2024-02-27T11:25:40.179Z

Highlights: Sarat Colling: Despite the value we place on the freedom to choose one's own path, we deprive other species of this. In 1960 in London, Billy Smart's circus chartered a boat on the Thames for commercial purposes. Some of the boat's promotional “props” were animals that were forced to perform. Among them was Fritzi, a sea lion who did not want to participate in the activity and jumped into the water. Unlike when there was a “wild state,” now there is one characterized by diversity and symbiotic relationships.


Despite the value we place on the freedom to choose one's own path, we deprive other species of this, writes Sarat Colling, sociologist and activist.

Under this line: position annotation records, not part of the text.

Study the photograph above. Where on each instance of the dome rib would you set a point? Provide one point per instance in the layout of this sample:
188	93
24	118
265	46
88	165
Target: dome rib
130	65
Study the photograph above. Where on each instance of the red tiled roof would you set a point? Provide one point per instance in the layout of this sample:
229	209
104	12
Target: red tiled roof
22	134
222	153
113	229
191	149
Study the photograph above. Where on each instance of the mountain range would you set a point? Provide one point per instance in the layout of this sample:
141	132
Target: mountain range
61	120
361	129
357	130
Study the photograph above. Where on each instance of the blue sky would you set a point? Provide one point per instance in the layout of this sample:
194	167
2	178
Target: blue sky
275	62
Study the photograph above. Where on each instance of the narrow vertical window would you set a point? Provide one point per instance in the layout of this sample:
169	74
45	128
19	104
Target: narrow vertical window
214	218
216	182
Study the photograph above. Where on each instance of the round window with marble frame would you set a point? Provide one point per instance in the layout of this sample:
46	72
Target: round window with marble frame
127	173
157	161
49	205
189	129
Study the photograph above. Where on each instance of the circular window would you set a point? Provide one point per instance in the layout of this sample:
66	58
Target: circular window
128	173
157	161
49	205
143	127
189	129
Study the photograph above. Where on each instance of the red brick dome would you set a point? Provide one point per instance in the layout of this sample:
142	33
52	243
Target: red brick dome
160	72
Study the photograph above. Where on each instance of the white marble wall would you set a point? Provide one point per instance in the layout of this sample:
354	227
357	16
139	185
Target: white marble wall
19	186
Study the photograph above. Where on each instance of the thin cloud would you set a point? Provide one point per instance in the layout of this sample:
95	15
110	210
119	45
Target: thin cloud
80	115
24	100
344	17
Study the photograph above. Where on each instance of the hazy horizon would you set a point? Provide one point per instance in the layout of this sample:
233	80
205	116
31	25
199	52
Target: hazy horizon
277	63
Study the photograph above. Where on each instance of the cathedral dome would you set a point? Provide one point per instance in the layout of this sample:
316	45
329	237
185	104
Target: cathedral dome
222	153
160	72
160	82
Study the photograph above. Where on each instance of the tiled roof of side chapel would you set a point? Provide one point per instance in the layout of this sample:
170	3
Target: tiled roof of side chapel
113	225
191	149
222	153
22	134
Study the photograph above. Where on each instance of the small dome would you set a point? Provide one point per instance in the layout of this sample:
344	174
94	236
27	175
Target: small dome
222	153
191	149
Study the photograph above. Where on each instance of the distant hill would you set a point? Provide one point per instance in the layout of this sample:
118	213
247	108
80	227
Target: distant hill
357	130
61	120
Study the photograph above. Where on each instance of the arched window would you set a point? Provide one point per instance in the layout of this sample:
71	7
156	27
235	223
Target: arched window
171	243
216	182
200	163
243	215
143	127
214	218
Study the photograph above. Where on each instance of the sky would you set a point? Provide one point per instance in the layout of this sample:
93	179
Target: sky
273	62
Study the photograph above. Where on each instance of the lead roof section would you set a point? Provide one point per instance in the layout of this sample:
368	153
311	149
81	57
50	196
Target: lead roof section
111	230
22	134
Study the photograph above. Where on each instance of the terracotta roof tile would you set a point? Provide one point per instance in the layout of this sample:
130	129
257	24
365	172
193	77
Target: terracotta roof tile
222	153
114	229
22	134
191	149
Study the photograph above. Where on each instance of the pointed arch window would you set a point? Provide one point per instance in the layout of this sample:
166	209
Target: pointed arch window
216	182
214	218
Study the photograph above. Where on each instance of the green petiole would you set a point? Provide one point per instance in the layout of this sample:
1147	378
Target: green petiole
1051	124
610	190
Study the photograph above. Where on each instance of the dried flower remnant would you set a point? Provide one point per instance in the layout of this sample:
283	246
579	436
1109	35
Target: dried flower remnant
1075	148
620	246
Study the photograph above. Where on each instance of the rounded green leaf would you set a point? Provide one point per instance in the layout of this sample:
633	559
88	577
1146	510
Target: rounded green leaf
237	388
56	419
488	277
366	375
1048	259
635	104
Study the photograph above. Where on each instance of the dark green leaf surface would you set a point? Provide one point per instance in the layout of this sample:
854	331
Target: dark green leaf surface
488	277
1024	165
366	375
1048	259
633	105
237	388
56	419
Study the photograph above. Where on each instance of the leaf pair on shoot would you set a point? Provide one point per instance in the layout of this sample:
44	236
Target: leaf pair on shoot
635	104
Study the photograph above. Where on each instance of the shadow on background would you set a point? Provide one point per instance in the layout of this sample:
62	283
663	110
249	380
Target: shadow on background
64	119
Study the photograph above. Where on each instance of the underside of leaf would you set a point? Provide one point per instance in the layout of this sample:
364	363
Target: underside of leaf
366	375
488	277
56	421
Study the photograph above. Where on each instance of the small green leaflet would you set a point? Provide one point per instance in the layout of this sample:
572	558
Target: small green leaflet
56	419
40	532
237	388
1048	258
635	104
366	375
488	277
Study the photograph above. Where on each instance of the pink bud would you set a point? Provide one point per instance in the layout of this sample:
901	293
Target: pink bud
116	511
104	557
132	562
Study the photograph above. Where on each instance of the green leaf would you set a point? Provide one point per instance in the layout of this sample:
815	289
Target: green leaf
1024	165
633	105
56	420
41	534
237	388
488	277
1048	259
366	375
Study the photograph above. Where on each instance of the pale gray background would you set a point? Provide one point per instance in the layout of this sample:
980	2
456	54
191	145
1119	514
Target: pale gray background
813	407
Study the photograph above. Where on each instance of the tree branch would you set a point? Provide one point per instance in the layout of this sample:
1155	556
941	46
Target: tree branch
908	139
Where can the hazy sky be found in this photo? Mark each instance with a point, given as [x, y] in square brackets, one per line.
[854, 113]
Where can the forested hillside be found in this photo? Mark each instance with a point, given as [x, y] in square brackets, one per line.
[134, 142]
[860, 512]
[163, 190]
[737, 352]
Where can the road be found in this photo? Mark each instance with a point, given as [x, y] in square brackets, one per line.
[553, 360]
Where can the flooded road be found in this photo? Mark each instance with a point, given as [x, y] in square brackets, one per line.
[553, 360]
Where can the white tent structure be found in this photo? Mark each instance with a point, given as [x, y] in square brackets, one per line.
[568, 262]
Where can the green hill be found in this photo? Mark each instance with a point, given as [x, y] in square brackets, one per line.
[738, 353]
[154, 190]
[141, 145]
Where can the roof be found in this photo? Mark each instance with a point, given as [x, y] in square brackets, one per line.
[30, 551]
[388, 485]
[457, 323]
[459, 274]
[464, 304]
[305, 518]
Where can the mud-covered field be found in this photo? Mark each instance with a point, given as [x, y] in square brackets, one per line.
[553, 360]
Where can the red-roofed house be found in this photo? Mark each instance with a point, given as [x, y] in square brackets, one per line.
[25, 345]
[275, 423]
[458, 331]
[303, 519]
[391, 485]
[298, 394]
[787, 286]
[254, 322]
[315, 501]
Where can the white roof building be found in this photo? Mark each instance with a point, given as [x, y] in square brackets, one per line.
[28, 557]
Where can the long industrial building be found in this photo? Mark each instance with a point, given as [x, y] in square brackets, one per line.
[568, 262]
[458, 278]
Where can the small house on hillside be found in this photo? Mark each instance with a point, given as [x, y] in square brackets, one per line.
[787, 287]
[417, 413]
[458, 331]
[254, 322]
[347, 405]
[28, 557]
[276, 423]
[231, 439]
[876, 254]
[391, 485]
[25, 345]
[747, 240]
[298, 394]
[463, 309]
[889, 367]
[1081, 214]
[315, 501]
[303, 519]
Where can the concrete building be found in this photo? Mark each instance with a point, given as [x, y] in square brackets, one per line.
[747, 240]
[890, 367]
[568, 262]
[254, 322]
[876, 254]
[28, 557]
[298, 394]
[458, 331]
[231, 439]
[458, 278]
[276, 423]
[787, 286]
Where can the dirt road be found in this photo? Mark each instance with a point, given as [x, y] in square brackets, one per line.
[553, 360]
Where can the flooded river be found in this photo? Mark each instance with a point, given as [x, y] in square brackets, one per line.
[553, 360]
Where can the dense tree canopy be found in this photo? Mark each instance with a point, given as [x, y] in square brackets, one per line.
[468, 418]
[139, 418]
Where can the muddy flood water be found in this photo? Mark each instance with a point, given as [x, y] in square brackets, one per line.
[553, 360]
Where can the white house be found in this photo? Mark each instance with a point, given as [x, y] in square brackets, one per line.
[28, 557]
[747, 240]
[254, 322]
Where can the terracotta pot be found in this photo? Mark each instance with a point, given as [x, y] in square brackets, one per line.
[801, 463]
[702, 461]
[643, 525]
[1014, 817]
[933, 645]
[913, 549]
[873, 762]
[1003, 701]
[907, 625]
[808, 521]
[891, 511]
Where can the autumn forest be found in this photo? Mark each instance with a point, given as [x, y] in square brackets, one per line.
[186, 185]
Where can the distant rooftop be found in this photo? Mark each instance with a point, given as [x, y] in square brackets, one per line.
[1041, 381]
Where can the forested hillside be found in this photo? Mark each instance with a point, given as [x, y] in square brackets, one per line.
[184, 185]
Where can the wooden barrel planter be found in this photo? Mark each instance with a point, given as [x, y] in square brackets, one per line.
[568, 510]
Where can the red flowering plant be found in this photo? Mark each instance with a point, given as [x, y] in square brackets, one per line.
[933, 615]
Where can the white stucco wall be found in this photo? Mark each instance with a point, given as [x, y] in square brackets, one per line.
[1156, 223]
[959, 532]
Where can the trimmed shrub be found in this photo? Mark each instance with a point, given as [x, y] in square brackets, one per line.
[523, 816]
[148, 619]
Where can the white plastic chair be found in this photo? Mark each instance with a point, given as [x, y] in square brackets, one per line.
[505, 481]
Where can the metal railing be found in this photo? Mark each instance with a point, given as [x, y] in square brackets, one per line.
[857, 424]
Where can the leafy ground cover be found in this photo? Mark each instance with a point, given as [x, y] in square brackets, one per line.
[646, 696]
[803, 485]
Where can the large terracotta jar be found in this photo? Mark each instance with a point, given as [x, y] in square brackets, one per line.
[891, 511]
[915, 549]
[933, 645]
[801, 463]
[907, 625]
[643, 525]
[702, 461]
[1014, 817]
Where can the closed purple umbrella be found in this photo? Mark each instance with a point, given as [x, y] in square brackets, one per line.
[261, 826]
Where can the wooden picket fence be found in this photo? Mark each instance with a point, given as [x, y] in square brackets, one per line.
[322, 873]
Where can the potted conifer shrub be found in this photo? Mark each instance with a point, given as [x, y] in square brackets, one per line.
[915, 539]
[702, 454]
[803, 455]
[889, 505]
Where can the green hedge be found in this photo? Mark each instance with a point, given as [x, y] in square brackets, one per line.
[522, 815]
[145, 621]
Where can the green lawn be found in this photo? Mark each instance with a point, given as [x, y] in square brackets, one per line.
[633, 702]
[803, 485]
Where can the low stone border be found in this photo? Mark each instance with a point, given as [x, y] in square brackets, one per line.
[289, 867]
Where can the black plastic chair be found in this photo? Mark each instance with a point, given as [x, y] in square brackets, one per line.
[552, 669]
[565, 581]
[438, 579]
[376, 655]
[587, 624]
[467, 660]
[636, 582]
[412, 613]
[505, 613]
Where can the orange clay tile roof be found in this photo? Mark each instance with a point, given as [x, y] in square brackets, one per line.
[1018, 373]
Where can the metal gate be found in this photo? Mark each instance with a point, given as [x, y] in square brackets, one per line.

The orca 'Tilikum' in an image from March 2011 near trainers at SeaWorld, in Orlando, USA. By then it had already caused the death of three people.Phelan M. Ebenhack (AP Photo/LAPRESSE)

The release of the film

Blackfish

in 2013 showed the world the story of an unruly orca named

Tilikum,

who was kept in captivity and suffered daily mistreatment, like any orca captured for recreational purposes for humans.

In response,

Tilikum

retaliated numerous times, sometimes with lethal consequences.

In 2010, she killed a SeaWorld handler.

Although SeaWorld always downplayed

Tilikum's resistance,

the life reality of this marine mammal and the dangerous working conditions exposed at

Blackfish

did not give the company a good image.

The damage was done.

And the famous orca drew attention to the systemic violence inflicted on marine mammals in captivity and caused a public scandal.

In fact, the media impact of the documentary caused SeaWorld's stock price to plummet.

Tilikum

's fight

demonstrated to a wide audience that animals exert resistance.

But it was not the first time that humans supported marine mammals that had resisted captivity.

For example, in 1960 in London, Billy Smart's circus chartered a boat on the Thames for commercial purposes.

Some of the boat's promotional “props” were animals that were forced to perform, among them was

Fritzi,

a sea lion who did not want to participate in the activity and jumped into the water.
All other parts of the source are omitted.